问题
I'm relatively new to Windows Azure and I need to get a better appreciation of how the Azure platform handles connection string configuration settings.
Assume I have an ASP.Net web project and this has a Web.Config connection string setting like the following:
<add name="MyDb" connectionString="Data Source=NzSqlServer01;Initial Catalog=MyAzureDb;User ID=joe;Password=bloggs;"
providerName="System.Data.SqlClient" />
I use this connection string for local testing and such. Let's assume I have a ServiceConfiguration.Local.cscfg file that holds that same connection information.

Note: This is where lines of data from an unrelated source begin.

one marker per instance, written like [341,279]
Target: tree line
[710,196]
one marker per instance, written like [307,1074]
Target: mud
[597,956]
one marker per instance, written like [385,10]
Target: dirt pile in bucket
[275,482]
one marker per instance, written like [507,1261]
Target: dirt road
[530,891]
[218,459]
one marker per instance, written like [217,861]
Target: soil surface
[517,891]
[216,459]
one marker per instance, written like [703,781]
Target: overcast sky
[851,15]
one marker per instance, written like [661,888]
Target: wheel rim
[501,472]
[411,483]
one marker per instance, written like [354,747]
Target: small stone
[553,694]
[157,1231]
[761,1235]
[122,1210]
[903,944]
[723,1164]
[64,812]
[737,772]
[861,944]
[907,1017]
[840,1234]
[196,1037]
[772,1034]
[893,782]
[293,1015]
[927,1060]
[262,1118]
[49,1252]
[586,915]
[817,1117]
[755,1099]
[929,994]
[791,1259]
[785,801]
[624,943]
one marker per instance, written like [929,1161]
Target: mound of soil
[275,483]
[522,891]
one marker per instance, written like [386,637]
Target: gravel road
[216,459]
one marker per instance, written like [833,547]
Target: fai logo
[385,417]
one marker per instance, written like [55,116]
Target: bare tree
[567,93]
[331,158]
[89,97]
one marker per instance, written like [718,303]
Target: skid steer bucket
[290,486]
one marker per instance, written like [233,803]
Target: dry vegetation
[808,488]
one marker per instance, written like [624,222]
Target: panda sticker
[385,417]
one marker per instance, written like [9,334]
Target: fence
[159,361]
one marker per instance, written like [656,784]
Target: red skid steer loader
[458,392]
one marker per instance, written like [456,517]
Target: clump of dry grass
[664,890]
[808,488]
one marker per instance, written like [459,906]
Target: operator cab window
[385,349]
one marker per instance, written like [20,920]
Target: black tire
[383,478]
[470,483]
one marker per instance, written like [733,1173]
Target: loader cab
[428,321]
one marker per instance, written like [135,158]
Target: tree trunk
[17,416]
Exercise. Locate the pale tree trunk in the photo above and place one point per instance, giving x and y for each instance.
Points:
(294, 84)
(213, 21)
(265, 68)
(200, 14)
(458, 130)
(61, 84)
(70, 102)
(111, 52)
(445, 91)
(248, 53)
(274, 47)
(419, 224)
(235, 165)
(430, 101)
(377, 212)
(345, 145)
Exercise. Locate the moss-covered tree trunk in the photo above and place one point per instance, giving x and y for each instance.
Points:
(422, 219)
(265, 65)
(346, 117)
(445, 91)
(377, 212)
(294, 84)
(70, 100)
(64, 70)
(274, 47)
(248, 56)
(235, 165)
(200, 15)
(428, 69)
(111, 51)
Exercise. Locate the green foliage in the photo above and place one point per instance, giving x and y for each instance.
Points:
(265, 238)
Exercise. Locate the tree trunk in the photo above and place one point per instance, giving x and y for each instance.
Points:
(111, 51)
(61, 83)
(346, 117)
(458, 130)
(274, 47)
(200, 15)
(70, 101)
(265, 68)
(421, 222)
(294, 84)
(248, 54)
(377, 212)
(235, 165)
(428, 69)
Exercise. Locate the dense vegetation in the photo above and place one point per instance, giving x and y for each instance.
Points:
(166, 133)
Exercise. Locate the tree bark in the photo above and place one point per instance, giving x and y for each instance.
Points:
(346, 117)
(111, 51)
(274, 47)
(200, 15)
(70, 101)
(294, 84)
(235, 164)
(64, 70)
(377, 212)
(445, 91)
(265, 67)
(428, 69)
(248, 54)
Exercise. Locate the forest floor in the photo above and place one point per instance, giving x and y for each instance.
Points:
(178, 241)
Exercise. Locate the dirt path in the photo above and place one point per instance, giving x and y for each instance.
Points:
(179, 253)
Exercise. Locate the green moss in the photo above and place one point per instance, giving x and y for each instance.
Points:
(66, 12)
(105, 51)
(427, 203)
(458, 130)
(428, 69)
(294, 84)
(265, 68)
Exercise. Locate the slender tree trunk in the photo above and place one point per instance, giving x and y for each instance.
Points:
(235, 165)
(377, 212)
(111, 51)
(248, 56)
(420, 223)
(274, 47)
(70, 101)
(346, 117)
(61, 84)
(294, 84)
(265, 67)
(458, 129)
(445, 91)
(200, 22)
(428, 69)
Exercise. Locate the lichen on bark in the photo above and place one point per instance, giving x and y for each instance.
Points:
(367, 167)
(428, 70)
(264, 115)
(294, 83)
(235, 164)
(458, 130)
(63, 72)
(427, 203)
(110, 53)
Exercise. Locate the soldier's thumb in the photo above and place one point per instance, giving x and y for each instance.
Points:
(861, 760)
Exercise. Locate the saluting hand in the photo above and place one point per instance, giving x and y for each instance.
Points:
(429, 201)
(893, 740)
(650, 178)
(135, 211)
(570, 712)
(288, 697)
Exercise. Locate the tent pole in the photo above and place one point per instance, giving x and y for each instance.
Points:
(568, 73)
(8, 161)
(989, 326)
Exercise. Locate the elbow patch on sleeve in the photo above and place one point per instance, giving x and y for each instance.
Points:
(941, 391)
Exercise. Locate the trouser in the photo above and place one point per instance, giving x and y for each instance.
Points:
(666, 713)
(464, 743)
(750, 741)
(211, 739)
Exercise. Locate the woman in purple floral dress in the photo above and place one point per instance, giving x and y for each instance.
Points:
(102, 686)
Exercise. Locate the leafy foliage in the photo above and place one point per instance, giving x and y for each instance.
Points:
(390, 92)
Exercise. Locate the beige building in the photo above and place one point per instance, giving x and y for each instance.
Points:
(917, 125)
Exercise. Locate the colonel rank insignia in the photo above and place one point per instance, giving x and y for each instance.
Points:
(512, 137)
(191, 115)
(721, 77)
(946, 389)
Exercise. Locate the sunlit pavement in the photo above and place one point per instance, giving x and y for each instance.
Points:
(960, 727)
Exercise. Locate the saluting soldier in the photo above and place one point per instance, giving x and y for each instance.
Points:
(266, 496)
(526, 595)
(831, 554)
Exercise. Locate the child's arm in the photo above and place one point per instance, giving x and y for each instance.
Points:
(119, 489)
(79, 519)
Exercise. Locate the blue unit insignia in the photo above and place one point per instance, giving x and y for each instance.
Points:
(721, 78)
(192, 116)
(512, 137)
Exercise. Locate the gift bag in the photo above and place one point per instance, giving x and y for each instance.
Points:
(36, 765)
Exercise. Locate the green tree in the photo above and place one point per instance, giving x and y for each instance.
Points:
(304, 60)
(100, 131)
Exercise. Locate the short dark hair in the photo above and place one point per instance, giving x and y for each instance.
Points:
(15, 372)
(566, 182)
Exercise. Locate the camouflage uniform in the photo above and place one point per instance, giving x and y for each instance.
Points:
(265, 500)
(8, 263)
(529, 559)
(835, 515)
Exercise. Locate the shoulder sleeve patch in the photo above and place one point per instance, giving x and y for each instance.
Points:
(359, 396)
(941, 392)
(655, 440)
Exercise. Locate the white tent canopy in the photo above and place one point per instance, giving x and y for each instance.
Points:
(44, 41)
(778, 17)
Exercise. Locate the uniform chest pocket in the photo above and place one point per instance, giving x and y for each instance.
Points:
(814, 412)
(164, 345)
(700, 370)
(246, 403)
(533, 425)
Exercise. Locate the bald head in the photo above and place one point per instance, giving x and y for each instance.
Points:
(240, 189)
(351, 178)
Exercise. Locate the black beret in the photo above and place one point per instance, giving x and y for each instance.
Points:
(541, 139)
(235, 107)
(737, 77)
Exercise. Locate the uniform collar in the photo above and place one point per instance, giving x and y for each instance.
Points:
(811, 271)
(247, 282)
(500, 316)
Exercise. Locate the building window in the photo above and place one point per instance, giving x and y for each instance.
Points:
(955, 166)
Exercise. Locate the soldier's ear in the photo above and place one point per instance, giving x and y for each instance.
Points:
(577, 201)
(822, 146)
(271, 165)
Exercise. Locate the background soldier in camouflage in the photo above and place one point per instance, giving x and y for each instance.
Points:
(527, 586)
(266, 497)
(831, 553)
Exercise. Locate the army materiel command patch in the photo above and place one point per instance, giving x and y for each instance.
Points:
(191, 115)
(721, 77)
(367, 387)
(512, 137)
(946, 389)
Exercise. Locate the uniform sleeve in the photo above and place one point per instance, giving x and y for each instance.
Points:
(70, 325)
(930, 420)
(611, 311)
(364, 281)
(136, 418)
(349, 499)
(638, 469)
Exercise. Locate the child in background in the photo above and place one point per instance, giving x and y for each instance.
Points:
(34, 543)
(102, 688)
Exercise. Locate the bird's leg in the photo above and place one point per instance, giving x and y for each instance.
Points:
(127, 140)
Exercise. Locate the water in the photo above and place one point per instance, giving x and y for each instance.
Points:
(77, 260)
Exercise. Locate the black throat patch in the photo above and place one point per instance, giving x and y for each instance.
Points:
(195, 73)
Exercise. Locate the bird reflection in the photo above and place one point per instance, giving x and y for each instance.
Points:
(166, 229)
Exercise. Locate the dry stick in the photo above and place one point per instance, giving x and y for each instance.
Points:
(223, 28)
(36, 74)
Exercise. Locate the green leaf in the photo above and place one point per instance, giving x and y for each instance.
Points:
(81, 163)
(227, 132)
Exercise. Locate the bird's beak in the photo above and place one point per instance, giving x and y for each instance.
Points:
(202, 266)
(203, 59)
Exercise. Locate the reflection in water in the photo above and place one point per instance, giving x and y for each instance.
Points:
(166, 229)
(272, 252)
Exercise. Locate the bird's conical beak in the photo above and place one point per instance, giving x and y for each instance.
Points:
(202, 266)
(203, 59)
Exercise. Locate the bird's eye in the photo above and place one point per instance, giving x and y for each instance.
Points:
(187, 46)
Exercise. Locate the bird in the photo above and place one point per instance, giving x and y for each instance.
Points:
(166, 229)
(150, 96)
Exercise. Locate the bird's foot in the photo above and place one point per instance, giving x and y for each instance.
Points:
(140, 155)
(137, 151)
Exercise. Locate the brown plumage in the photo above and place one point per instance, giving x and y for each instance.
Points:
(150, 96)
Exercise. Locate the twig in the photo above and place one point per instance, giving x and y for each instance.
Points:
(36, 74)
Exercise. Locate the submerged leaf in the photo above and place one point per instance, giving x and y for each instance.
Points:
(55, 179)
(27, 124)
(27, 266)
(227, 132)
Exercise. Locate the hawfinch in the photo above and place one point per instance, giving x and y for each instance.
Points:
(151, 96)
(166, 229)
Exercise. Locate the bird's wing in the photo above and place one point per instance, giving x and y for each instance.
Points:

Now I'm ready to deploy out to my Azure instance. My ServiceConfiguration.Cloud.cscfg file looks like this:
<Setting name="MyDb"
value="Data Source=tcp:e54wn1clij.database.windows.net;Database=MyAzureDb{0};User ID=joe.bloggs@e54wn1clij;Password=reallysecure;Trusted_Connection=False;Encrypt=True;" />
What I'm trying to get my head around is that if I have code in my web application that's looking for a connection string called "MyDb" (for example, by calling this line of code: ConfigurationManager.ConnectionStrings["CeraDb"].ConnectionString
), does Azure automagically know to look for a database called MyAzureDb1 or MyAzureDb2 based on the ServiceConfiguration file's connection string, or will the web application's code simply look for whatever's in Web.Config and fail to correctly load-balance the database connections?
回答1:
Intrinsically, unless you code otherwise, all Azure instances are created equal. In your case, this means that the configuration for two or more instances of the same Web Role will be the same.
So, if you've sharded your database and want different instances to read different databases, you'll need to get clever in your startup code and create something that allocates a shard to an instance. You've access to System.Environment.MachineName
which can distinguish in code between instances once they're started.
There's a few ways to do this. One might be to have a central registry in (say) table storage that keeps a log of the last-seen-time of an instance for a shard. A background process on the server periodically writes out to this log. Then, on instance start, check the last-seen-time for each shard -- if any are "stale" (significantly older than the current time less the write interval) then the instance knows it can claim that shard for itself as the old instance has died.
(There are better ways to shard, however, generally around the data your system uses -- e.g. by the largest table in your system.)
回答2:
You'd need to call RoleEnvironment.GetConfigurationSettingValue(...) to read the one in ServiceConfiguration.Cloud.cscfg.
The advantage to using .cscfg to store settings is that you can change them at runtime without having to deploy new code. Web.config is just another file that's part of your app, so you have to deploy a new package to update it, but the settings in .cscfg can be modified in the portal or by uploading a new .cscfg file without deploying and disturbing the app itself.